From coastal shipping to the car trade, fish farming and the metals industry, the crisis has brought several once-thriving sectors to the brink of disaster. Certain firms have taken out huge loans and will never become sustainable, even if the economy does recover. And of course there is absolutely no chance they will ever pay back their debts.
Bankers deal with such companies in fear because they know that if they pull the plug they will have to report losses. The owners are aware of this and go about their business in a careless fashion, sometimes even displaying the arrogance drawn from knowing that by owing so much you become untouchable. There are examples of this in every sector.
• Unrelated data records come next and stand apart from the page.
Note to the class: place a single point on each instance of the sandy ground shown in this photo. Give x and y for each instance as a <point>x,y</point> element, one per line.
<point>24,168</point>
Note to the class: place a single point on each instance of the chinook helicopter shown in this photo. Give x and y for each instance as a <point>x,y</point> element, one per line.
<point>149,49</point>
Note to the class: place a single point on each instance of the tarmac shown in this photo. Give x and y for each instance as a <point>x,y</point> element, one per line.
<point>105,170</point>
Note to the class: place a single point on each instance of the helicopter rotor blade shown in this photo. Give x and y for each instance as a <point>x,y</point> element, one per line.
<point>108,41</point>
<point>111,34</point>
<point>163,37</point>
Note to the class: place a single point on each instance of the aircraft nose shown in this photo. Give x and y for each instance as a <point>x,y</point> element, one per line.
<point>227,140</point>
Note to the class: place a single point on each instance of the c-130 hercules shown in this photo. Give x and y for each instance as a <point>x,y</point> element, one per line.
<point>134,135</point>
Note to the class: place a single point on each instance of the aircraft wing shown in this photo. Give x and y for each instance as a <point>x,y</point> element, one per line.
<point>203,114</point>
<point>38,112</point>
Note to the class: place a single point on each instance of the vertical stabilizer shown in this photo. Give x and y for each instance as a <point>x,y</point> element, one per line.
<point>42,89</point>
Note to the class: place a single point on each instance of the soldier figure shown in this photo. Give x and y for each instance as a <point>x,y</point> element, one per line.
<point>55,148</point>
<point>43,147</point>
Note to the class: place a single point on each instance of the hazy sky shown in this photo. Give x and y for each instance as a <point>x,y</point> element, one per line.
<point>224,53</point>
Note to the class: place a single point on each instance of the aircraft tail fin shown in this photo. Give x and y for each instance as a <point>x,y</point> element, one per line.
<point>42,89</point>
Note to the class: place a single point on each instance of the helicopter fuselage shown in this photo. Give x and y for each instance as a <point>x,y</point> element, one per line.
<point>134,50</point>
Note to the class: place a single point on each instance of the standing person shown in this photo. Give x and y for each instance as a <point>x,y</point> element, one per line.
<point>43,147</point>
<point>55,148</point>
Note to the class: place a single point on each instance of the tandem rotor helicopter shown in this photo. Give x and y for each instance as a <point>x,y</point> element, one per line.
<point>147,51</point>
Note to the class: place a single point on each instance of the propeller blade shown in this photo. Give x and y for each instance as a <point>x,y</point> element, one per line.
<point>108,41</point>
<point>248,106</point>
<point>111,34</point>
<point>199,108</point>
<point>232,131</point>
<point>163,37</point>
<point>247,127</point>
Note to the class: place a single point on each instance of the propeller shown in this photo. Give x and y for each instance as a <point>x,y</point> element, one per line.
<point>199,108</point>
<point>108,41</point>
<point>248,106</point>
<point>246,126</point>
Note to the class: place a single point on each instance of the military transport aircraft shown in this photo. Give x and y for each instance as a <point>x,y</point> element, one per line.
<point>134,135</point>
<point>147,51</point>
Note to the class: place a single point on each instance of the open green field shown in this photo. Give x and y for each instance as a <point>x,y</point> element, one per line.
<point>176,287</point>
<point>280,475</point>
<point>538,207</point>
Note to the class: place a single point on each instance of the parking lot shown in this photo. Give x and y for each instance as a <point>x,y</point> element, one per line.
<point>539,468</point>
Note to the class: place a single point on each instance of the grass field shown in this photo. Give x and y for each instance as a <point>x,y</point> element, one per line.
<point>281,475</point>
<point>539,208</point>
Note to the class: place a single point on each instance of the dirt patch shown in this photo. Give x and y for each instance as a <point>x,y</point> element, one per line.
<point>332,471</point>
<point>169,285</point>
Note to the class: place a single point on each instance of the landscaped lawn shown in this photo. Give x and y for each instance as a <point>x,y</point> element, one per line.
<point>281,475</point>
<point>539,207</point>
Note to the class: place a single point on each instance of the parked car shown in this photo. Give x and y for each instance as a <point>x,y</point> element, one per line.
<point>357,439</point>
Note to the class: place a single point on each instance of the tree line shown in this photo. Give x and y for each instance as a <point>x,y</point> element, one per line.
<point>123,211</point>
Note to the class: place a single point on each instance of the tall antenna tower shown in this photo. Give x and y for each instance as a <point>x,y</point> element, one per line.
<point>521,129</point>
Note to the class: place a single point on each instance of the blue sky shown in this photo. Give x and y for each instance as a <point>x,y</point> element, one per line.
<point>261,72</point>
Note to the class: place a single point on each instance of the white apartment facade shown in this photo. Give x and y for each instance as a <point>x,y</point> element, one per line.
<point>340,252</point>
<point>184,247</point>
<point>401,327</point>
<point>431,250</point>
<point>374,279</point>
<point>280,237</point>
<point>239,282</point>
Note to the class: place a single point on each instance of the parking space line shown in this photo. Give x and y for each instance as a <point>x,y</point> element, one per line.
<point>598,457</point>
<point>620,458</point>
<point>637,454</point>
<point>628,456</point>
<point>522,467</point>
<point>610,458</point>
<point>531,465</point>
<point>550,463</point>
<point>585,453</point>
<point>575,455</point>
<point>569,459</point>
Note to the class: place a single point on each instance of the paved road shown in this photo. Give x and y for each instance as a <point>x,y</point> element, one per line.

Businessmen carry on the debauchery of the past, banks remain inactive and companies suffer at the hands of bad management. Going bankrupt is not a solution because the procedure is painful and long and usually ends up in an endless legal deadlock.
Meanwhile, enterprises which could survive end up suffering. The “condemned” have nothing to lose: They lower their prices, manipulate competition and generally suck up any oxygen left in their field. Banks are powerless when it comes to the zombies so they seek to squeeze the ones which are still healthy.
This could change if banks became more decisive and acquired the necessary tools to go a step further. The dilemma cannot be inaction or bankruptcy. A troubled business whose shareholders don’t have the means or don’t want to invest, or refuse a strategic investor or some kind of recovery plan should go to the banks, which in turn will seek potential buyers. Otherwise, the Greek economy will soon be filled with real zombies as well as healthy companies which will turn into collateral damage.
Attention should be paid to arbitrariness, scams and all the rest of it. We have already observed such practices with enterprises which are closing and leaving outstanding debts to their suppliers only to open shop next door under a new name. Capitalism is based on creativity cycles which are usually followed by disaster cycles. Inaction and refusing to find solutions to vital problems could lead to a kind of Greek capitalism where you risk throwing out the baby with the bathwater. Experienced bankers and market people should sit down together and find a solution to this crucial problem.